Drohende Verzettelung der Kräfte
Auch wenn die Einnahme der zweitgrössten Stadt der Ukraine zweifellos ein längerfristiges Ziel des Kremls darstellt, macht Russland auch mit der jetzigen begrenzten Aktion einen wichtigen Schachzug. Die Einrichtung einer Pufferzone entlang der Grenze hätte erstens zur Folge, dass die nur 30 Kilometer von der Grenze entfernte russische Stadt Belgorod besser vor ukrainischen Angriffen geschützt wäre. Zugleich geriete Charkiw in die Reichweite der russischen Raketenartillerie.
Zweitens könnte ein erfolgreicher Vorstoss östlich von Charkiw die russischen Operationen an der Front bei Kupjansk unterstützen, wo die Angreifer bis anhin kaum vorankommen. Drittens – und dies ist für die Ukrainer unmittelbar am heikelsten – zwingt der neue Angriff die Führung in Kiew, Truppen nach Norden zu verschieben. Entsprechend droht eine Schwächung an den ohnehin wackligen Fronten weiter östlich im Donbass.
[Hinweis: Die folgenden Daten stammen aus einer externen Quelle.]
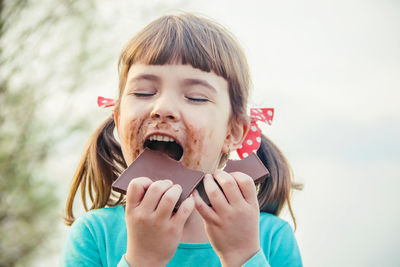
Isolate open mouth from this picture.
[143,135,183,161]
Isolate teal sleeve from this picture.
[117,255,129,267]
[266,223,303,267]
[61,217,129,267]
[243,249,270,267]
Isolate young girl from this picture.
[63,14,302,267]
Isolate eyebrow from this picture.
[182,78,217,93]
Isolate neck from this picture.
[181,210,209,243]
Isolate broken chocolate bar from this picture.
[112,149,269,209]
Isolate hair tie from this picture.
[236,108,274,159]
[97,96,274,159]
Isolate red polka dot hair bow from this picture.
[236,108,274,159]
[97,96,115,108]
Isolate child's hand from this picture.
[194,170,260,266]
[125,177,194,267]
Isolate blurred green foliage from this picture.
[0,0,102,266]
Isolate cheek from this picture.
[120,118,143,165]
[182,124,205,169]
[182,120,221,172]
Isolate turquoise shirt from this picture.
[61,206,302,267]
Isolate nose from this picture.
[150,95,179,121]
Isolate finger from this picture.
[231,172,258,204]
[214,170,243,205]
[141,180,172,211]
[126,177,152,210]
[193,190,217,225]
[157,184,182,218]
[203,174,229,213]
[172,196,194,226]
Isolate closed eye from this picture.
[133,93,155,97]
[186,97,209,102]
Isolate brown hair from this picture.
[64,13,302,230]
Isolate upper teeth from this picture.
[149,134,175,142]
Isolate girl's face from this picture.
[114,64,247,173]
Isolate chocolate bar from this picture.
[112,148,269,209]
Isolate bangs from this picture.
[120,14,244,80]
[117,14,250,120]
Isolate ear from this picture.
[222,119,249,153]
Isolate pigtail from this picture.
[64,117,126,226]
[257,135,303,230]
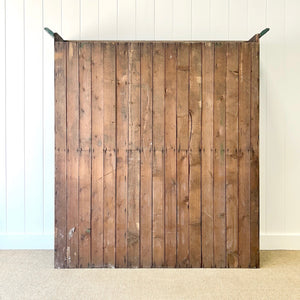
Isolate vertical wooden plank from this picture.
[127,43,141,267]
[116,43,129,267]
[43,0,61,233]
[201,42,214,268]
[54,42,67,268]
[152,43,165,267]
[91,42,104,267]
[165,43,177,267]
[213,42,227,268]
[103,43,116,267]
[140,43,152,267]
[189,43,202,267]
[67,42,79,268]
[250,43,259,268]
[225,43,239,268]
[238,43,251,268]
[78,43,92,268]
[177,43,190,267]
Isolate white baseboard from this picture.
[0,233,54,250]
[260,233,300,250]
[0,233,300,250]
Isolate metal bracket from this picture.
[44,27,64,42]
[248,28,270,42]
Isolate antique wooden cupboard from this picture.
[54,29,259,268]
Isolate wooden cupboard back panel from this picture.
[55,41,259,268]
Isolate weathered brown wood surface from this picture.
[55,41,259,268]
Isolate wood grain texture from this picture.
[55,41,259,268]
[201,42,214,268]
[140,43,153,267]
[66,42,79,268]
[176,44,190,267]
[91,43,103,267]
[54,43,67,268]
[189,44,202,267]
[250,43,259,268]
[116,43,129,267]
[213,43,227,268]
[225,44,239,268]
[127,43,141,267]
[78,43,92,268]
[238,43,251,268]
[165,43,177,267]
[152,43,165,266]
[103,43,116,267]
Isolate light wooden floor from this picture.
[0,250,300,300]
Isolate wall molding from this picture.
[0,233,54,250]
[0,233,300,250]
[260,233,300,250]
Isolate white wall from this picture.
[0,0,300,249]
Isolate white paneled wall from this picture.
[0,0,300,249]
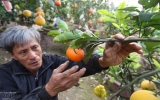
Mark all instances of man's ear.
[8,52,17,60]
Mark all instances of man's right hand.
[45,61,86,97]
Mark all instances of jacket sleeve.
[0,68,57,100]
[22,86,58,100]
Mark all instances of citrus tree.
[48,0,160,99]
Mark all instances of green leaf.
[118,7,139,12]
[152,59,160,69]
[47,30,61,36]
[84,43,99,62]
[118,1,126,9]
[70,37,98,48]
[112,23,123,31]
[98,10,114,17]
[139,12,155,22]
[144,42,160,52]
[53,32,81,43]
[101,16,116,23]
[138,0,159,9]
[57,20,68,31]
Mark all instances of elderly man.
[0,26,143,100]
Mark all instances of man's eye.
[33,46,38,50]
[20,51,26,54]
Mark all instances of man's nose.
[29,51,36,59]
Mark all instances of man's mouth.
[30,61,38,65]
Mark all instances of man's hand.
[99,34,143,67]
[45,61,86,97]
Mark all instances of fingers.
[54,61,69,73]
[113,34,125,40]
[70,68,86,79]
[123,42,143,54]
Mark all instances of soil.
[0,28,102,100]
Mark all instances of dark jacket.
[0,54,107,100]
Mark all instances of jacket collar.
[11,55,54,76]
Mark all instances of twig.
[95,38,160,42]
[108,69,160,100]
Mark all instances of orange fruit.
[54,0,61,6]
[72,3,78,8]
[88,8,93,13]
[34,15,46,26]
[23,10,32,17]
[97,18,103,23]
[66,47,84,62]
[35,11,45,17]
[141,80,157,92]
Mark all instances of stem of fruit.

Dass Moskau mehr als nur ein kurzfristiges Ablenkungsmanöver vorhat, zeigt allein schon eine Reorganisation der russischen Militärstruktur. Die Charkiw-Operation obliegt der vor einem Monat neu geschaffenen Streitkräftegruppe «Nord». Zu den bisher fünf in der Ukraine eingesetzten Streitkräftegruppen Russlands ist damit eine sechste hinzugekommen, mit Fokus auf die Nordostukraine. Das verweist auf eine veränderte Prioritätensetzung in Moskau und Chancen, die sich der Kreml angesichts der teilweisen Erschöpfung der ukrainischen Truppen ausrechnet.
Comeback eines Altbekannten
Die Gruppe «Nord» untersteht dem Kommando von Generaloberst Alexander Lapin – einem überraschend aus der zweiten Reihe wieder in den Vordergrund gerückten Militärführer. Lapin hatte in den ersten Kriegsmonaten eine führende Rolle gespielt und Präsident Wladimir Putins Gunst genossen. Nach vielen Misserfolgen und einer Rufmordkampagne ultranationalistischer Hardliner verlor der General im Herbst 2022 jedoch sein Kommando und wurde mit einem Stabsposten vertröstet.
Seine guten Beziehungen zur politischen und militärischen Führung weiss Lapin aber noch immer zu nutzen. Im Frühjahr ergatterte er sich das Kommando des neu geschaffenen Leningrader Militärkreises, und nun steht er als Chef der Streitkräftegruppe «Nord» endgültig wieder im Rampenlicht.